An article on social media in the Financial Times yesterday intrigued me for a number of reasons, mostly because of the focus on marketing ROI and attaching a specific dollar value to marketing spending on social media. It’s as if we have been able to accurately calculate ROI for years…. Was it the television commercial, the print campaign, or the recommendation from a Facebook friend that really drove the sale? And does the customer even know?

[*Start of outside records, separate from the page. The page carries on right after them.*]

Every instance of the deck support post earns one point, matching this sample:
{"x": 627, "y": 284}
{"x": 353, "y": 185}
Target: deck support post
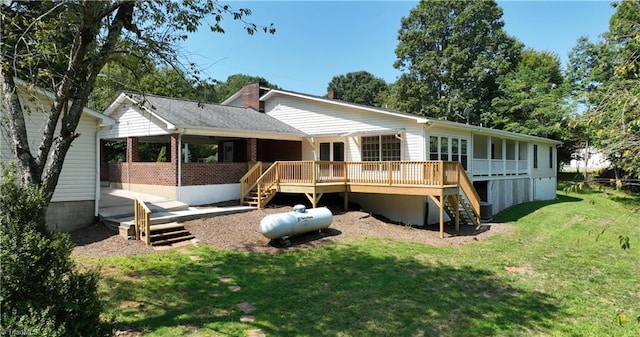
{"x": 346, "y": 201}
{"x": 439, "y": 200}
{"x": 456, "y": 210}
{"x": 441, "y": 214}
{"x": 314, "y": 198}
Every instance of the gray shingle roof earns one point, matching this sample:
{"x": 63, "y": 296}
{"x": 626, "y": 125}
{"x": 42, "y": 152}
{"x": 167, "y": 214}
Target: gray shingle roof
{"x": 184, "y": 113}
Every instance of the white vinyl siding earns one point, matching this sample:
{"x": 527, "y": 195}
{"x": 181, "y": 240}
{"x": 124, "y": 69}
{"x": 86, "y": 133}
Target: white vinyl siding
{"x": 134, "y": 122}
{"x": 319, "y": 118}
{"x": 77, "y": 180}
{"x": 381, "y": 148}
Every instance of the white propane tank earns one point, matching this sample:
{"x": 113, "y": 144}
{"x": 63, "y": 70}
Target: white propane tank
{"x": 300, "y": 220}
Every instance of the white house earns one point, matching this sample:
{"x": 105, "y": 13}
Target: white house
{"x": 506, "y": 168}
{"x": 406, "y": 167}
{"x": 75, "y": 201}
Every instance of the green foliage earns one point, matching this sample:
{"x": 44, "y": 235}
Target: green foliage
{"x": 624, "y": 241}
{"x": 533, "y": 98}
{"x": 42, "y": 293}
{"x": 62, "y": 47}
{"x": 547, "y": 276}
{"x": 358, "y": 87}
{"x": 605, "y": 77}
{"x": 451, "y": 54}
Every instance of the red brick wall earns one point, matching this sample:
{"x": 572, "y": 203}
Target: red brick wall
{"x": 212, "y": 173}
{"x": 274, "y": 150}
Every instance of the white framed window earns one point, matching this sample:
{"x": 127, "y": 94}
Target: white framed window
{"x": 381, "y": 148}
{"x": 448, "y": 149}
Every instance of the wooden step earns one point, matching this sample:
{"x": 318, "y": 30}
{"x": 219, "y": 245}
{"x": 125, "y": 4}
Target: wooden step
{"x": 172, "y": 240}
{"x": 165, "y": 226}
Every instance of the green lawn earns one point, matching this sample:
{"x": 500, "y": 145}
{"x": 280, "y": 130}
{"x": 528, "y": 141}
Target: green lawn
{"x": 560, "y": 273}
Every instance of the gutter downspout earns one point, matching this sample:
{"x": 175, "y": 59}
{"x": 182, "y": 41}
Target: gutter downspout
{"x": 179, "y": 149}
{"x": 97, "y": 187}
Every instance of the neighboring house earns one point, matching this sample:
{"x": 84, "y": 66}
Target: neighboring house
{"x": 396, "y": 164}
{"x": 75, "y": 201}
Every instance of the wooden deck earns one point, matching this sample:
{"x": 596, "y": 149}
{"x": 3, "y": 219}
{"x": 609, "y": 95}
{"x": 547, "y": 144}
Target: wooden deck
{"x": 445, "y": 182}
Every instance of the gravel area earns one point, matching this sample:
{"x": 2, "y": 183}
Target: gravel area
{"x": 241, "y": 232}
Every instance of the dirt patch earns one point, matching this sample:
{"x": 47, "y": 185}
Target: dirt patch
{"x": 241, "y": 232}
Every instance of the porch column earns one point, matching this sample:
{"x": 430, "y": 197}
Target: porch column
{"x": 489, "y": 157}
{"x": 252, "y": 150}
{"x": 175, "y": 156}
{"x": 517, "y": 157}
{"x": 504, "y": 157}
{"x": 132, "y": 150}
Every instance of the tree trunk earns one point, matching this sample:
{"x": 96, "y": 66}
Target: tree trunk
{"x": 27, "y": 165}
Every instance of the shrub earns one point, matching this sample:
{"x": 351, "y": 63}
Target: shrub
{"x": 42, "y": 292}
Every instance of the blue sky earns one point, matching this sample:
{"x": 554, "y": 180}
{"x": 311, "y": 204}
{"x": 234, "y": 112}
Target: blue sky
{"x": 317, "y": 40}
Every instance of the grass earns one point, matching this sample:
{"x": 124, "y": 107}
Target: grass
{"x": 561, "y": 272}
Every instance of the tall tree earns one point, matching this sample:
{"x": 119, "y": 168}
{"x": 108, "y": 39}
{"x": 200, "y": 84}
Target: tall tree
{"x": 63, "y": 46}
{"x": 359, "y": 87}
{"x": 606, "y": 76}
{"x": 532, "y": 99}
{"x": 451, "y": 54}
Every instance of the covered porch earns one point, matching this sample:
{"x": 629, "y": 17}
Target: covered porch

Now don’t get me wrong, it’s certainly possible to approximate ROI for a pay per click campaign for an online business, but once we move beyond the basic click though to a shopping cart, things can get pretty muddy. Whenever your social media program is part of a larger strategic initiative, tracing specific sales can get very murky.
Here’s an example.
Oslo Fashions has been active in social media for a while. They have a blog where they publish twice a week, a strong following on Facebook, and have recently decided to run a GroupOn offer. Isabelle Hunter gets the GroupOn in her inbox, clicks on the offer and begins to check out Oslo Fashions. She ends up reading their “about us” page and checks out their Facebook page, as well as a few blog posts. She likes the image of the Facebook page and it’s content. She ultimately decides to “like” the page, and also subscribes to the blog. She even asks a few Facebook friends what they think of Oslo, and they give it the “thumbs up”. Ultimately, based on all the information Isabelle has gathered, she decides to make a purchase, even though the prices are a little bit higher than she is used to paying.
In this instance, most likely, anyone doing an analysis would chalk up the revenue to the GroupOn offer. However, if it wasn’t for the content on the blog and Facebook pages as well as the recommendations from Isabelle’s friends, Isabelle says she would never have made the decision to purchase. The problem is, Oslo Fashions will likely never know that the blog & Facebook activity were the ‘tipping agents‘ for Isabelle’s purchase — the marketing programs that actually closed the sale.
In reality, it’s often this way and has been for years. Welcome to the muddy world of marketing ROI. We sometimes think we are calculating ROI for a specific program that we call easily “measurable”. When in fact, if we have a multi-faceted marketing program, how do we really know which initiative closed the sale?
Many would say, well if it wasn’t for GroupOn, Isabelle would never have found Oslo. There’s a huge validity to that point if we are evaluating GroupOn as a lead generation tool. But if in fact we are evaluating the effectiveness of this marketing initiative as it pertains to customer acquisition, then a basic ROI analysis that only included GroupOn would fall short. What do you think?